In today’s value for money society, funders are increasingly asking that research spending is justified. This generates additional reporting requirements, according to John Donovan, chair of the EARMA European Association of Research Managers and Administrators (EARMA) and research manager at Dublin Institute of Technology (DIT), Ireland. “Principal investigators don’t like administration so they appreciate us taking the pain out of it”, says Donovan, “The objective is to make research a nice smooth experience.”

Andersen agrees that researchers appreciate the help. “If we do a good job, they are happy to have us,” he says, “On a generic level, they think that all administration is a burden. But in reality when we help them write a successful application, they can see how we take the burden off researchers’ shoulders.”

Experience matters

Clearly research managers can be well appreciated by researchers. So why did the researchers at INRA react so strongly to the appointment of a manager as their president? A major problem is Mauguin’s lack of research experience, explains Patrick Lemaire, principal investigator in developmental biology at the CNRS, Montpellier, and spokesperson for the lobby group Sciences en Marche. “Mauguin has been in ministerial cabinets his whole life,” says Lemaire, “He has no connection with the scientific community.”

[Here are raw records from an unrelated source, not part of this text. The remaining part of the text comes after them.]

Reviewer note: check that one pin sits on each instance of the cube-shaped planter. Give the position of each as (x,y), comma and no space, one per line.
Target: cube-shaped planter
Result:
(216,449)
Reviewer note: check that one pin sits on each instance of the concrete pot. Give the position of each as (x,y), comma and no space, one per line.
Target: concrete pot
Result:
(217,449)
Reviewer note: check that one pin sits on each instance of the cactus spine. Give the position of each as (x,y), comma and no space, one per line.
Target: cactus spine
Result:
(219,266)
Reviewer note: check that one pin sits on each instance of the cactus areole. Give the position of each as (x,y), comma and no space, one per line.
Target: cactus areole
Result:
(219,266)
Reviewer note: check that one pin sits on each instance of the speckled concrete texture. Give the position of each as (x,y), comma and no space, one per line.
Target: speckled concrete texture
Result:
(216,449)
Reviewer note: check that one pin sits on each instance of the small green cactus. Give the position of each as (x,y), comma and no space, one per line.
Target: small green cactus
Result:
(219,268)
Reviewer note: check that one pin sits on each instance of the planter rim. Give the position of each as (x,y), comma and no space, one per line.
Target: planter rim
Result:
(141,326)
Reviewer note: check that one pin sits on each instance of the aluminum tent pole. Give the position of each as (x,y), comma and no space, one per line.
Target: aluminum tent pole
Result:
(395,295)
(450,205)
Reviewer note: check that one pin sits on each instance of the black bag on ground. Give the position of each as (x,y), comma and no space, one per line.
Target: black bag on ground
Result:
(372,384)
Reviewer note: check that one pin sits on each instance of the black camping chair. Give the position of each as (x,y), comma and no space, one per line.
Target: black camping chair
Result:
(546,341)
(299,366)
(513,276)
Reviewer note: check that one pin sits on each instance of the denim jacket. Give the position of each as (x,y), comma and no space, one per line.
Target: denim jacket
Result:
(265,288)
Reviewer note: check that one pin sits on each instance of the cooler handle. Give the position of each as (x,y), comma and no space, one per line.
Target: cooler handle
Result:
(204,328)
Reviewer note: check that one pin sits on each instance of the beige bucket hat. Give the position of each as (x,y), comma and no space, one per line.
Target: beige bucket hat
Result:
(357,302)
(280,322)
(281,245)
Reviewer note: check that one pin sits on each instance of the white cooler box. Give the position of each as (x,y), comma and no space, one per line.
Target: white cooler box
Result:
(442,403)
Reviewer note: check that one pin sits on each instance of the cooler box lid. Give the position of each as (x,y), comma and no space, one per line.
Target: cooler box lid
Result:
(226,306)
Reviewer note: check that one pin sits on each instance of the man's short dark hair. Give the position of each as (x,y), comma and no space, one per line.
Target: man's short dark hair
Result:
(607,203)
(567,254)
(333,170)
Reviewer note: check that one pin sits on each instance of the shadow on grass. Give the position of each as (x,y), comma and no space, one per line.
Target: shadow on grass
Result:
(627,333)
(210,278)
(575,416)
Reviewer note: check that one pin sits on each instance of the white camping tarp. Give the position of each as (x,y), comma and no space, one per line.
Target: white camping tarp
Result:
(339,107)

What scientists are worried about is that the vision [of INRA] comes from the president, according to Lemaire. And it cannot be just an administrative vision, it has to be a scientific vision,” he says. A related problem is that Mauguin does not hold a doctorate which means that he could be seen as “underqualified by many of his foreign peers,” says Lemaire.

Public accountability

However, managing a research organisation is not just about the science. It is also about being accountable for the science, according to Robert Dingwall, consultant sociologist and professor at Nottingham Trent University, UK, and author of the Sage Handbook of Research Management. “It is really about managing the politicians, the public, the taxpayers to keep supporting the work and communicating the value of the work,” says Dingwall.

Taxpayers are the ultimate funders of research. And scientists need to justify the value of their work, even if the impact is not immediate. “Scientists aren’t used to making that case, whereas politicians absolutely are,” says Dingwall, explaining that it can be an advantage to have an organisation leader “who knows how to talk to other politicians, to talk to the public, who knows how to construct that kind of narrative. This is pretty crucial in a period of austerity. If you want to justify the science funding you got to be able to make a case.”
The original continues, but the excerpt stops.